Execution Data Profile

Description

An Apache Hop Execution Data Profile builds data profiles as data flow through pipelines. A number of data profilers can be selected and configure the fine tune the type and detail of the data that is profiled.

Options

Option Description

Name

The name to be used for this Execution Data Profile

Description

A description to be used for this Execution Data Profile

Data Samplers to use

One or more data samplers to use with this Execution Data Profile.

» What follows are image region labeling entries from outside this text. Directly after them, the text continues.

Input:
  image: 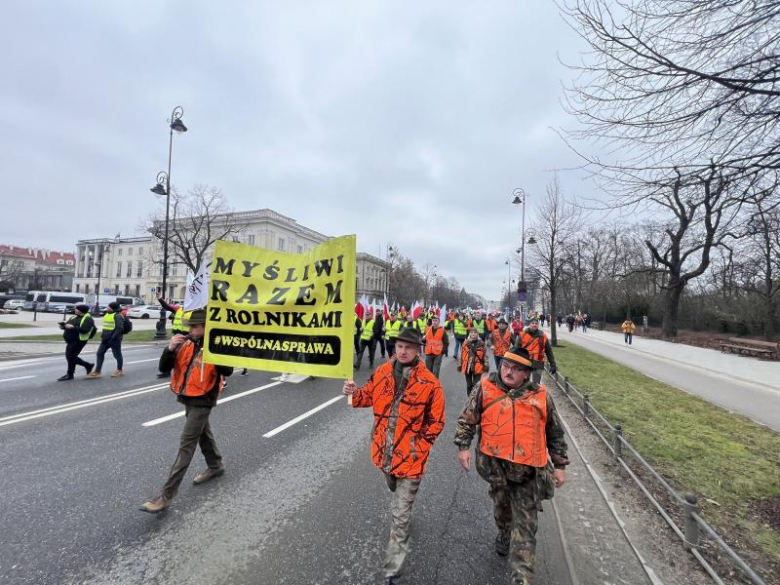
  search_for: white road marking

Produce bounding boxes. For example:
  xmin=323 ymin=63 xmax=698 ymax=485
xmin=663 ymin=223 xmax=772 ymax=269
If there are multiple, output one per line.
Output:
xmin=0 ymin=384 xmax=168 ymax=427
xmin=263 ymin=394 xmax=344 ymax=439
xmin=141 ymin=380 xmax=284 ymax=427
xmin=0 ymin=376 xmax=35 ymax=382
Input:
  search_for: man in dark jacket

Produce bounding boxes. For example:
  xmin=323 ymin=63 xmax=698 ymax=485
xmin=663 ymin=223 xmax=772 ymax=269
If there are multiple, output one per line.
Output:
xmin=87 ymin=302 xmax=125 ymax=380
xmin=141 ymin=309 xmax=233 ymax=514
xmin=57 ymin=304 xmax=95 ymax=382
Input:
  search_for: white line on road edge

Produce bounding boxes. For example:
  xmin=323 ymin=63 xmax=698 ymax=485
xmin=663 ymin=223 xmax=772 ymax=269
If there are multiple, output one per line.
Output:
xmin=141 ymin=380 xmax=284 ymax=427
xmin=0 ymin=376 xmax=35 ymax=382
xmin=263 ymin=394 xmax=344 ymax=439
xmin=0 ymin=384 xmax=168 ymax=427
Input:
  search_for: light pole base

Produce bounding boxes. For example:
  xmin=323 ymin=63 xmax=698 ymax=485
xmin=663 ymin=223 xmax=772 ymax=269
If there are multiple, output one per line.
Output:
xmin=154 ymin=319 xmax=168 ymax=341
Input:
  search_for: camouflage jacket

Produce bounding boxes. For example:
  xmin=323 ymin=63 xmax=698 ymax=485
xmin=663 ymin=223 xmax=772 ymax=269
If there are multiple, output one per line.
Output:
xmin=454 ymin=373 xmax=569 ymax=484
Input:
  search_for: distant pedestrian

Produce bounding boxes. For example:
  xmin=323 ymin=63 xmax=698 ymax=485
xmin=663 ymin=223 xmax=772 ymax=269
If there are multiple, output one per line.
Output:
xmin=458 ymin=327 xmax=490 ymax=394
xmin=620 ymin=319 xmax=636 ymax=345
xmin=57 ymin=304 xmax=95 ymax=382
xmin=141 ymin=309 xmax=233 ymax=514
xmin=454 ymin=349 xmax=569 ymax=585
xmin=87 ymin=301 xmax=126 ymax=380
xmin=425 ymin=315 xmax=450 ymax=378
xmin=517 ymin=318 xmax=558 ymax=384
xmin=490 ymin=317 xmax=515 ymax=370
xmin=343 ymin=328 xmax=444 ymax=585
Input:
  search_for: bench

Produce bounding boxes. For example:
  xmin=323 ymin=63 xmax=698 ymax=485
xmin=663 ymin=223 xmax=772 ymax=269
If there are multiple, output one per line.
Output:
xmin=720 ymin=337 xmax=780 ymax=359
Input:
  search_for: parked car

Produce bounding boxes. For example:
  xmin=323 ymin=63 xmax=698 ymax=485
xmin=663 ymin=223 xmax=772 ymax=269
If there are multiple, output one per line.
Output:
xmin=127 ymin=305 xmax=161 ymax=319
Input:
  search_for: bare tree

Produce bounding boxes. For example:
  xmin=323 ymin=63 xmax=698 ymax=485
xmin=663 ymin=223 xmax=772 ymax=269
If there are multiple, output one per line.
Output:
xmin=563 ymin=0 xmax=780 ymax=174
xmin=531 ymin=176 xmax=582 ymax=345
xmin=145 ymin=185 xmax=243 ymax=273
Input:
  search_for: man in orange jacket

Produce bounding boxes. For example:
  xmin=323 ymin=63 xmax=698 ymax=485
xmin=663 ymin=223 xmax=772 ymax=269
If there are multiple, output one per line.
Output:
xmin=344 ymin=328 xmax=444 ymax=585
xmin=141 ymin=309 xmax=233 ymax=514
xmin=455 ymin=348 xmax=569 ymax=585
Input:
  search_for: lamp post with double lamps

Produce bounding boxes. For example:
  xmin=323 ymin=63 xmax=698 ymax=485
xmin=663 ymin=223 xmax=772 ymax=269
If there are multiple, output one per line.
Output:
xmin=150 ymin=106 xmax=187 ymax=340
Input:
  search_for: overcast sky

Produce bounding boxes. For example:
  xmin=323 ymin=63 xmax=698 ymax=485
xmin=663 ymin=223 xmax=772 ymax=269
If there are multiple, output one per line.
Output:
xmin=0 ymin=0 xmax=592 ymax=298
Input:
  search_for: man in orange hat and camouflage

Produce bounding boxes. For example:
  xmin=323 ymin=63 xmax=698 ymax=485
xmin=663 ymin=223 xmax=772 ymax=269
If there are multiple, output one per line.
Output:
xmin=344 ymin=328 xmax=444 ymax=585
xmin=455 ymin=348 xmax=569 ymax=585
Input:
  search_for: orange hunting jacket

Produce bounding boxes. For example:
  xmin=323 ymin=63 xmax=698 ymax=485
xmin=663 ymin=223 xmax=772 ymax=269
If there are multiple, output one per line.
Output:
xmin=352 ymin=359 xmax=444 ymax=479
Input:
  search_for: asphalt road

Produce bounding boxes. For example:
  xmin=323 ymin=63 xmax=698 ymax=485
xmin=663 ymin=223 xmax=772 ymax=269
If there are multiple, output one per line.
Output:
xmin=558 ymin=326 xmax=780 ymax=432
xmin=0 ymin=344 xmax=571 ymax=585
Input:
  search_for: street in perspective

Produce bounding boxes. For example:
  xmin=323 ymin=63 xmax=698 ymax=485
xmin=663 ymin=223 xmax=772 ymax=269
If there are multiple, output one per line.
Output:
xmin=0 ymin=0 xmax=780 ymax=585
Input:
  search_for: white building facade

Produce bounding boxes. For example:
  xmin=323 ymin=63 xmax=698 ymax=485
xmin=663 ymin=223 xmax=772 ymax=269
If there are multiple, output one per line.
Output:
xmin=73 ymin=209 xmax=330 ymax=304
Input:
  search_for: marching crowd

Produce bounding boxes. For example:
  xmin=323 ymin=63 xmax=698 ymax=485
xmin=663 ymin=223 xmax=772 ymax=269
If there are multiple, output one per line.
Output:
xmin=53 ymin=298 xmax=580 ymax=585
xmin=343 ymin=307 xmax=569 ymax=585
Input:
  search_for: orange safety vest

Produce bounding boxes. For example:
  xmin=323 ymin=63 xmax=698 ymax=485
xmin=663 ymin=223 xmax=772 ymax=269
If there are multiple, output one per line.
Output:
xmin=425 ymin=327 xmax=444 ymax=355
xmin=460 ymin=340 xmax=485 ymax=375
xmin=491 ymin=328 xmax=512 ymax=357
xmin=479 ymin=377 xmax=547 ymax=467
xmin=171 ymin=339 xmax=222 ymax=396
xmin=520 ymin=331 xmax=547 ymax=362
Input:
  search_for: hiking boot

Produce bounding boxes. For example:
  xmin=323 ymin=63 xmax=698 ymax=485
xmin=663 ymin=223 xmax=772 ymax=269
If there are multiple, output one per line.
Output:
xmin=192 ymin=467 xmax=225 ymax=485
xmin=141 ymin=496 xmax=171 ymax=514
xmin=496 ymin=532 xmax=509 ymax=557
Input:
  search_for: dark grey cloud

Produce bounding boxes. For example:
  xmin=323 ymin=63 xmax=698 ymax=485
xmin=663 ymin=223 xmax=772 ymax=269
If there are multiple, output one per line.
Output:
xmin=0 ymin=0 xmax=589 ymax=298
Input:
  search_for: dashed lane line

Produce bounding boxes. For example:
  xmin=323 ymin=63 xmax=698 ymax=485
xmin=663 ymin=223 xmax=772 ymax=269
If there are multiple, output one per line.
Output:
xmin=0 ymin=383 xmax=168 ymax=427
xmin=0 ymin=376 xmax=35 ymax=383
xmin=141 ymin=380 xmax=285 ymax=427
xmin=263 ymin=394 xmax=344 ymax=439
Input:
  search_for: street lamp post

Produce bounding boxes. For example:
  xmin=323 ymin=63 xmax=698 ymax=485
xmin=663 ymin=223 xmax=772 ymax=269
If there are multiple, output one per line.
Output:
xmin=150 ymin=106 xmax=187 ymax=340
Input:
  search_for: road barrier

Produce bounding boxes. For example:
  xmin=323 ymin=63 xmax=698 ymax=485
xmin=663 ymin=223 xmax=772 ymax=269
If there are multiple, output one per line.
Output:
xmin=547 ymin=370 xmax=766 ymax=585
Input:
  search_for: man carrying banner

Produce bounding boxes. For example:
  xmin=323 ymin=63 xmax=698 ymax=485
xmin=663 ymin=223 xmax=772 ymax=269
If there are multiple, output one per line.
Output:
xmin=344 ymin=328 xmax=444 ymax=585
xmin=141 ymin=309 xmax=233 ymax=514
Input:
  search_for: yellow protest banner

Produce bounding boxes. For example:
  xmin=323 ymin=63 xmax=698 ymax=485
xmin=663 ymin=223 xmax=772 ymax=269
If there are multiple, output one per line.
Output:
xmin=203 ymin=236 xmax=355 ymax=378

See details below.

Data Samplers

Data Sampler Description Options

Data profile output rows

Allow for some basic data profiling to be performed on transform output rows

  • Sample size: This is the maximum number of sample rows kept for any discovered profiling result (default: 25)

  • Last transforms only: only perform data profiling on pipeline endpoints (last transforms)? (default: true)

  • Minima: store the minimum value for this data profile (default: true)

  • Maxima: store the maximum value for this data profile (default: true)

  • Count nulls: count null values for this data profile (default: true)

  • Count non-nulls: count non-null values for this data profile (default: true)

  • Min length: store the minimum lengths for this data profile (default: true)

  • Max length: store the maximum lengths for this data profile (default: true)

First output rows

Samples the first rows of a transform output

Sample size (default: 100)

Last output rows

Samples the last rows of a transform output

Sample size (default: 100)

Random output rows

Do reservoir sampling on the output rows of a transform

Sample size (default: 100)